C’est l’enfer, étourdi par la chaleur il se croit dans la jungle vietnamienne façon commando. Il garde les yeux rivés au sol de peur de tomber encore dans un piège de cette nature si hostile. Soudain il sursaute face au cri strident d’une femme. Une joggeuse affolée hurle en le voyant : il a le visage bouffi par le venin, l’air totalement hébété et le corps luisant de sueur, à moitié couvert de boue détrempée. Hirsute, on dirait un Vendredi version Everglades !! Il ne lui manque plus que le coutelas à la main. Elle s’enfuit en courant tandis qu’Eddie reprend ses esprits et tente de la suivre. Elle a détalé si vite qu’il n’a pas réussi à la rattraper ni à lui faire comprendre sa méprise. Tout juste capable de sortir un son guttural, il se maudit intérieurement de ne pouvoir articuler mieux. Il tente de suivre sa trace au jugé et finit par entendre progressivement le bourdonnement de la civilisation sans pour autant identifier précisément le bruit. Il perçoit un son continu qui se rapproche et ressemble étrangement au vrombissement de la voiture téléguidée de son fils.

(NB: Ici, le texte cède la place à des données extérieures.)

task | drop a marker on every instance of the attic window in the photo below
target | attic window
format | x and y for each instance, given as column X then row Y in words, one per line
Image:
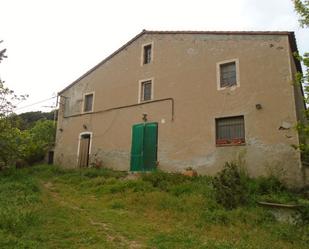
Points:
column 88, row 102
column 227, row 74
column 147, row 54
column 146, row 90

Il se croit sorti d’affaire mais il entend alors siffler quelque chose au dessus de lui. Et « Schling !! » il reçoit le projectile en pleine tête et s’étend de tout son long : black out total ! A la volée, Christies rattrape la balle de golf dans sa gueule. Frétillant, il court au devant des golfeurs dans leurs voiturettes électriques laissant Eddie, inconscient, le nez dans le gazon fraichement tondu.